-Xptxas -dlcm=cg disables caching in the L1
-Xptxas -dlcm=ca enables caching in the L1
caching at all levels (what ca hint means) is the default behavior, at least for cc 8.0. It also means that for a PTX instruction like ld, which could have a caching modifer, if the cache hint is omitted, then it is as if the instruction were written as ld...ca1 2
It might be instructive to start with an arch that doesn’t have the “new” mnemonics. If I compile your code for sm_52 (default) and use cuobjdump -sass, I get:
/*0028*/ LDG.E R2, [R2] ; /* 0xeed4200000070202 */ // default
/*0028*/ LDG.E R2, [R2] ; /* 0xeed4200000070202 */ // -dlcm=ca
/*0028*/ LDG.E.CG R2, [R2] ; /* 0xeed4600000070202 */ // -dlcm=cg
So this lines up with expectation. The default and the -dlcm=ca case are the same (L1 caching is enabled by default, and is disabled in the cg case via an alternate opcode that has .CG in disassembly)
Based on that I would conclude in the sm_80 case:
/*0040*/ LDG.E R2, [R2.64] ; /* 0x0000000402027981 */
/* 0x000ea2000c1e1900 */ // default
/*0040*/ LDG.E.STRONG.SM R2, [R2.64] ; /* 0x0000000402027981 */
/* 0x000ea2000c1eb900 */ // -dlcm=ca
/*0040*/ LDG.E.STRONG.GPU R2, [R2.64] ; /* 0x0000000402027981 */
/* 0x000ea2000c1ef900 */ // -dlcm=cg
that from an L1 caching perspective, LDG.E and LDG.E.STRONG.SM are equivalent. Both indicate L1 caching enabled for global loads.

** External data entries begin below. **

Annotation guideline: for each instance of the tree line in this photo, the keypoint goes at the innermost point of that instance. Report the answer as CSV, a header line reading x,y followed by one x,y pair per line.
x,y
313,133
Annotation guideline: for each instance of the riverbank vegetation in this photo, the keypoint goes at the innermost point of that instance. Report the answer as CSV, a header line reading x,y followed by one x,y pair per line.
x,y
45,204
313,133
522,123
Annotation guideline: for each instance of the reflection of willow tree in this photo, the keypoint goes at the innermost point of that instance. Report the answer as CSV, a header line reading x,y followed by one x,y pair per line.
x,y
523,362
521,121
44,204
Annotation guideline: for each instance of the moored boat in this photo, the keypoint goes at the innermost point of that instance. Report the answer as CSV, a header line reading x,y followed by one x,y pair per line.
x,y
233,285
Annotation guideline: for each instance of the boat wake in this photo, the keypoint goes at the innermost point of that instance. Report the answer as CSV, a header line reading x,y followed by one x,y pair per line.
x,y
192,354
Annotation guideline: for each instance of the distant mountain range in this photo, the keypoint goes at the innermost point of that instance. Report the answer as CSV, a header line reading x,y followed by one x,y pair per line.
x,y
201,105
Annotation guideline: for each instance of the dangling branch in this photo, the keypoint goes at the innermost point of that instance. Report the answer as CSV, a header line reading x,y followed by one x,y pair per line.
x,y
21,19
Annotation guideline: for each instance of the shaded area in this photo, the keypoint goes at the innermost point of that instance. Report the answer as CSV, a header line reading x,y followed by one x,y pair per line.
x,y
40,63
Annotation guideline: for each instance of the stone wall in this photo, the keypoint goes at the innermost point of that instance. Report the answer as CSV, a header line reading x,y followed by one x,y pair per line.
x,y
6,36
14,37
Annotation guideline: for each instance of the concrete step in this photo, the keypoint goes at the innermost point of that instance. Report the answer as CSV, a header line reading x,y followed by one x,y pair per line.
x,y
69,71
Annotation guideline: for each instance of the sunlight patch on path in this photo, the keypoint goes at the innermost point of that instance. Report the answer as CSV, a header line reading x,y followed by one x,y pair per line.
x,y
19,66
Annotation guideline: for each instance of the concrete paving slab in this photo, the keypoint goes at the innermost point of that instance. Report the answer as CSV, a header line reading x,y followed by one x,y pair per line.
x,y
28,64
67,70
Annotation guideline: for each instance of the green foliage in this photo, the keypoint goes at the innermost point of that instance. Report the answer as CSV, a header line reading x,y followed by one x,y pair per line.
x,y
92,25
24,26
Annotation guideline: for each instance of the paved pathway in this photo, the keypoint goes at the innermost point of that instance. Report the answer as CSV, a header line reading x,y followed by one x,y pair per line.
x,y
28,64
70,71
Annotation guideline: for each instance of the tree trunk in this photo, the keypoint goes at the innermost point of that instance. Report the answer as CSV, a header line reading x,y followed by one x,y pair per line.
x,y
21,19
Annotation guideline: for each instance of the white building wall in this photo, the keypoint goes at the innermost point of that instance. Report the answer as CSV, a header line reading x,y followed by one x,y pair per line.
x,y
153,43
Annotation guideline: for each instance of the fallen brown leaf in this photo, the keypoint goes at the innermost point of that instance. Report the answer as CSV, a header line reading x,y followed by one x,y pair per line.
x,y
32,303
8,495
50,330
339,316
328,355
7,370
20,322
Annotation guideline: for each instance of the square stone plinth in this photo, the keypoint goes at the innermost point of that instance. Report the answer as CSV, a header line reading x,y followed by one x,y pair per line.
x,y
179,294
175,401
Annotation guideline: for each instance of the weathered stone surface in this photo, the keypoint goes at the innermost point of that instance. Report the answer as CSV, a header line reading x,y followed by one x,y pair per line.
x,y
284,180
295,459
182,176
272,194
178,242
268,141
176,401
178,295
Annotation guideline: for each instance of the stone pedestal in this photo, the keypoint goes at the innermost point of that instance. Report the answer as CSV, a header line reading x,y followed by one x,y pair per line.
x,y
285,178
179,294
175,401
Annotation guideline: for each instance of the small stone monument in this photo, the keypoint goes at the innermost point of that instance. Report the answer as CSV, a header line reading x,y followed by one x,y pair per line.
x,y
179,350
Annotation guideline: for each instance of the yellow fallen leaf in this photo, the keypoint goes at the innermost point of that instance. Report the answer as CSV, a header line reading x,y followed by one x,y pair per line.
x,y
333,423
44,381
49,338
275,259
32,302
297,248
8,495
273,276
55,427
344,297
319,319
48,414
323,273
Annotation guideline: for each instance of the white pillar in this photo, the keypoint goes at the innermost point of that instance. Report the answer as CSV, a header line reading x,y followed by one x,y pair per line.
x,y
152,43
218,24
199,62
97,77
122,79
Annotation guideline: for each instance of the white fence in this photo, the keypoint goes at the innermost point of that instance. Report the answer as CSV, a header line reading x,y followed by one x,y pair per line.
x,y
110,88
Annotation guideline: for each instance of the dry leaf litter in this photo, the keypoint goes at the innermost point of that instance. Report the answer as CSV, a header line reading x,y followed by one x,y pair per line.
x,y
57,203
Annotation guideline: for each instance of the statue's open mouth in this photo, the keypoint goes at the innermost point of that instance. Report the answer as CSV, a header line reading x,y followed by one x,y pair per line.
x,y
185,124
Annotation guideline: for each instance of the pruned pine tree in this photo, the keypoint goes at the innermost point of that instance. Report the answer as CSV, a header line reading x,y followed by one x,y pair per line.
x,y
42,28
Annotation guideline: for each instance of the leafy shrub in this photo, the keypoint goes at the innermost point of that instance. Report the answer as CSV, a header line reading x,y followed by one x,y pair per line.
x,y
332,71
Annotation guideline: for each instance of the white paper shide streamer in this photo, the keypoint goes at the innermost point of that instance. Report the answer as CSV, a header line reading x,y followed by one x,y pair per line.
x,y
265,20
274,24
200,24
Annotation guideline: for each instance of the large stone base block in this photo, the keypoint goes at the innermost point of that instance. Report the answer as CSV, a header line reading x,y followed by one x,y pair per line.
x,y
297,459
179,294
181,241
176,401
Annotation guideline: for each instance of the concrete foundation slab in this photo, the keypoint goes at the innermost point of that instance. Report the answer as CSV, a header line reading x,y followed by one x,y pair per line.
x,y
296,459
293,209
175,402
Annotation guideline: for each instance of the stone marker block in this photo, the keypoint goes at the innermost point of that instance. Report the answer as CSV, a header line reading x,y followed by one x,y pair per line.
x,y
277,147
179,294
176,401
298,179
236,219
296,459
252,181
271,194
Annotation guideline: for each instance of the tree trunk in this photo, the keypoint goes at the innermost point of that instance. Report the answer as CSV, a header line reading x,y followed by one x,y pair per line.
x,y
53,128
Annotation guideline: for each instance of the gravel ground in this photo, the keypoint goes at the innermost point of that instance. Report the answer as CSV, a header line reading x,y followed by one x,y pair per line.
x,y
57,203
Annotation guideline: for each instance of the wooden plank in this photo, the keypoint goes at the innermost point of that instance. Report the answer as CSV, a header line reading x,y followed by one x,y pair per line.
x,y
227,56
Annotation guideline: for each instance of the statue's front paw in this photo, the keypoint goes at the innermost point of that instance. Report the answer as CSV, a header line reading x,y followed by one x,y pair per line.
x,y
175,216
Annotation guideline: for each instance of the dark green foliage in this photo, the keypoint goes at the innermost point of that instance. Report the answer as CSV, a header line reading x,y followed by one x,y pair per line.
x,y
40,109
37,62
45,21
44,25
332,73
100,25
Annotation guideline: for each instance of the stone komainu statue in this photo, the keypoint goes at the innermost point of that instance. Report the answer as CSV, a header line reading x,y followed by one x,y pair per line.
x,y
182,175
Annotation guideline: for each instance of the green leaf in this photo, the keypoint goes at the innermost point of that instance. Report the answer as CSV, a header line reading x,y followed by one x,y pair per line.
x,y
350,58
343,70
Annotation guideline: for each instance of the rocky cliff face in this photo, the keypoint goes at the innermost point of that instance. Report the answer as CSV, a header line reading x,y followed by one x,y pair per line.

That’s because the -Xptxas -dlcm=... switch applies to code generation after the creation of PTX. It is an override that affects the ptxas tool behavior, which converts PTX to SASS. Regarding the creation/generation of PTX, that is done before that switch is applied. You can certainly write your own PTX that uses the .ca or .cg hints, and you should expect to see that result in the generated SASS code. If you want to see the ptx generated by CUDA C++ compiler (i.e. nvcc) modified, then use the offered options for that.
If your question is or becomes “what do strong and weak mean?” then I would refer you to the relevant section in the PTX guide. It’s rather involved material, and I wouldn’t assume that a statement like
adequately captures the meaning. I’m not suggesting I intend to try to demonstrate comprehension or explain it all, either.
If your question is or becomes “what is the exact difference between these two opcodes, then”:
/*0040*/ LDG.E R2, [R2.64] ; /* 0x0000000402027981 */
/* 0x000ea2000c1e1900 */ // default
/*0040*/ LDG.E.STRONG.SM R2, [R2.64] ; /* 0x0000000402027981 */
/* 0x000ea2000c1eb900 */ // -dlcm=ca
I wouldn’t be able to answer that. SASS is not documented to that level.